ハトのヒナにどんな挿し餌をどんなふうにやってるの?
と尋ねられる事がままあるので私のやりかたを書いてみます。
ウスユキバトじゃなく大きいサイズの普通の鳩の場合です)


生まれて数日間は「ハト乳」=ピジョンミルクと呼ばれるものを親が吐き戻して与えることが知られています。
これは食物を消化したものでなく、ソノウ粘膜が剥がれるんだったか?とにかくそういう物で、タンパク質と脂質に富んでおり親からの抗体もこれにより得るなどと言われています。
なので孵化したてのヒナに人が挿餌を与えても抗体が得られず育たない、と言われているのですが、私は抗体なんてのがあるのなら卵として産まれたときにすでにもらっていると思えます。しかし本当に育てられないのかどうか試した事がないのでわかりません。
(2010.10.08追記:初生雛からの育雛は可能です!が特別な方法でやる必要があります)



ここでは孵化後最低でも5日くらいまで親に育てられたヒナの育て方(挿し餌法)を書きます。
筆毛がまだ伸びてないくらいの小さいヒナのうちはインコ用のパウダーフード(ケイティ・エグザクト)をフィーディングニードルかチューブでソノウに注入します。

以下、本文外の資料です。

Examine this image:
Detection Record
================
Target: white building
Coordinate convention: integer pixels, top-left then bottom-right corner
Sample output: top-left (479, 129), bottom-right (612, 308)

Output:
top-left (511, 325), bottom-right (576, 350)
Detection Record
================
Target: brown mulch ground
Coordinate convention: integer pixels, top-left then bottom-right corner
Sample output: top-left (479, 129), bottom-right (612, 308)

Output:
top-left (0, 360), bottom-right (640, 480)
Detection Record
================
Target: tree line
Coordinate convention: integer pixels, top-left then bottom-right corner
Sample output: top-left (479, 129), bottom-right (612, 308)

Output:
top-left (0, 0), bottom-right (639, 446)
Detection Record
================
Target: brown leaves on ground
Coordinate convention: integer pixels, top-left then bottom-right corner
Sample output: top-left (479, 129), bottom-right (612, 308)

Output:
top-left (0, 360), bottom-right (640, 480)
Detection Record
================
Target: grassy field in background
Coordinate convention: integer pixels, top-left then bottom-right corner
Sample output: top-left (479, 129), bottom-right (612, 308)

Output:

ハトヒナは自分から口を開けませんから優しくこじ開けてチューブを上顎に沿ってソノウまで入れます。舌の付け根に気管の入り口があると思ってください。ここに間違って注入すると数秒で死亡します。チューブはソノウまで確実に挿入しないと危険です。


    鶉に投薬
      ↑
ウズラの写真しか今ないのですが、こんなかんじです。
これは餌でなく薬を飲ませているのでシリンジが小さいです。


ヒナが小さいうちは細いチューブ=自転車の虫ゴムを使います。(上の写真はそれです)
    虫ゴム


ヒナが大きくなってくれば観賞魚用のソフトエアチューブでも難なく入ります。
 (シリコンゴム製のものでないと切り口が硬くて食道を傷つけるので注意)

    エアチューブ


注意!いずれにしてもチューブは長くしておく事が重要です。
短いと、もし注入中にスッポ抜けた時、チューブを飲み込んでしまうからです。
ありがちな失敗です。気をつけなくてはなりません。



筆毛が出てきたらケイティエグザクトを固く練り、丸めて団子を作り食べさせます。
    練り餌

鳩はどうも幽門が緩いみたいで、ドロドロの餌だけを食べさせ続けるとゲボッと吐き戻してしまうことがよくあるのです。
この頃にはクチバシも少ししっかりしてるので、ツメでクチバシをこじ開け、大きく開かせて喉の奥に押し込んで食べさせます。コップに水を入れてクチバシを浸けてやれば水は自分で飲めます。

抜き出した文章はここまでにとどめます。